The Time of My life: Carving out a path where there never has been one
I am having more fun in my life now than I ever have. Who I am today is the sum of many years of work, adventure, and tenacious pursuit. In a given day I may be involved in prestigious social engagements to reading novels in my hot tub and everything in between. I just simply enjoy my life every single day. It is fun to be the person that you always dreamed of being when you are growing up. But even more than that it is fun for me to watch my kids learning to become the people they want to be—to watch them push their limits, ask hard questions and stretch themselves beyond convention. My oldest daughter is a professional photographer who does wonderful work now, but is continuing to push herself to new heights of skill level. Growing up we had many talks about seeing the truth in life. I chose to pursue that truth through the written word, she has chosen to pursue it through photography. I knew she had shifted into a different gear when she sent me the video below of some new experimental time-lapse photography methods she was trying, but when I first saw it, maybe for the first time in my life, I forgot that my daughter had shot the footage and found myself assuming I was watching film done by a National Geographic photographer.
I share these little moments with the world because it is obvious to me that people have forgotten how to reach for the stars and be all they can be—and I want them to see what it looks like. There is nothing that can be given to the young artist through the welfare system. The eye to shoot a picture, or capture an image on film that is unique to really good photographers comes from living life honestly, and feeling the sting of pain from it often. In that way, a photographer learns to capture images as nature intended them to be, not as the human mind wishes them to appear.
In the clip above my daughter is joyously facing the worst that life has to offer, with a smile on her face, and optimism in her vision to articulate the transitory passage of time.
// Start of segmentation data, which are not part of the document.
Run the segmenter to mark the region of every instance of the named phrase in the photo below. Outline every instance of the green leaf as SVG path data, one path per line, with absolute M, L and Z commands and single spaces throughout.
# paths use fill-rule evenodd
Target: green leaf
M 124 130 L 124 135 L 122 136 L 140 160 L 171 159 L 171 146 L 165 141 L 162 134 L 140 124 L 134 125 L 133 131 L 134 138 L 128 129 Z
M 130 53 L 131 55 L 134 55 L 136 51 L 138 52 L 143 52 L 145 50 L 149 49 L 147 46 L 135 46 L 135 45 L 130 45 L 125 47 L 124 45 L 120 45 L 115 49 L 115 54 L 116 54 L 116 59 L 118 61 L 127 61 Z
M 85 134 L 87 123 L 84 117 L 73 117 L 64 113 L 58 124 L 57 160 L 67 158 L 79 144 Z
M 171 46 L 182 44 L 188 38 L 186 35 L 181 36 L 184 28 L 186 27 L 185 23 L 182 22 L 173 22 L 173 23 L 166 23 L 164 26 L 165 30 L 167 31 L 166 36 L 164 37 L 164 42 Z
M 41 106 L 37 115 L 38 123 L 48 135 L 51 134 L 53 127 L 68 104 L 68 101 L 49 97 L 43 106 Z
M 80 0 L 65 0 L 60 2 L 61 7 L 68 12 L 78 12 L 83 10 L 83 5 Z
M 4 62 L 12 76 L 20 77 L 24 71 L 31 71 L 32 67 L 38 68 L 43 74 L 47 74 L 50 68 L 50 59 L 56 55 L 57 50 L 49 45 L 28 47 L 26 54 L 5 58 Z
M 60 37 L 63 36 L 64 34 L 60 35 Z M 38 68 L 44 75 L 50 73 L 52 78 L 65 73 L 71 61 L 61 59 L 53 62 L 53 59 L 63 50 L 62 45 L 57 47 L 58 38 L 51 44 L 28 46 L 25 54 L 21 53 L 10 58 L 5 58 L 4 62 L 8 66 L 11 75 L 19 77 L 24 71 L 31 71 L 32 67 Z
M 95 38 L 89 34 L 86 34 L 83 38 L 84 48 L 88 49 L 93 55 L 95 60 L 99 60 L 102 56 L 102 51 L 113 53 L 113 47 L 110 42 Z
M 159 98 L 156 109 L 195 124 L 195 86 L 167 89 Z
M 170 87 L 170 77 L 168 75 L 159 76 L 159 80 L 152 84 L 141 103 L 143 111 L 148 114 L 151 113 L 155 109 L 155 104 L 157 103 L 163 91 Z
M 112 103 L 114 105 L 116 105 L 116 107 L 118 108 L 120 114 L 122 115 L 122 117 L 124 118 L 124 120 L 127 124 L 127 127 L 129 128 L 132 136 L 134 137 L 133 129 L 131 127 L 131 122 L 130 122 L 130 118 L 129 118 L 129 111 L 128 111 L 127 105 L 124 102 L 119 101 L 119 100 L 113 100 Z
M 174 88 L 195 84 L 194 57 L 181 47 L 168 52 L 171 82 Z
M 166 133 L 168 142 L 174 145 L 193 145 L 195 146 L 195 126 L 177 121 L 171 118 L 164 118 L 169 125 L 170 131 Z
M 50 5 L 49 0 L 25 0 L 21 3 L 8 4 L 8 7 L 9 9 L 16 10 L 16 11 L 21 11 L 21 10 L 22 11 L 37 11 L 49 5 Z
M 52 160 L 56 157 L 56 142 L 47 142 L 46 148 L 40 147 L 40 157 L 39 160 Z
It is over time that fruit is produced from the trees, and the seasons bring with each new quarter opportunities for life—or death. Regardless of what the human being does, or what it desires, time will pass ruthlessly forward. The human being can either ride that wild wave, or be crushed by it. My daughter, as the photographer chooses to ride it.
During our many hours of talks together, I always told her that the treasures in life are where others are afraid to go, to cut through the forest and make your own path where nobody else has dared go. Under such advice, it is not enough for her to take on a job as a civil servant, another typical business professional, or a meaningless bureaucrat. She is on a path of her own making looking for treasures lost to the rest of society, and she is doing it boldly.
It is good to see all those discussions we had coming to life within the context of her existence. The ability to see the world the way she does gives me optimism for the future of mankind that I would not have otherwise. For as cynical as we all have a right to be, it is in young people like my daughter that all the opportunities of existence present themselves. I am looking forward to all she produces in the future for a world that won’t know how good it was till it has passed them by.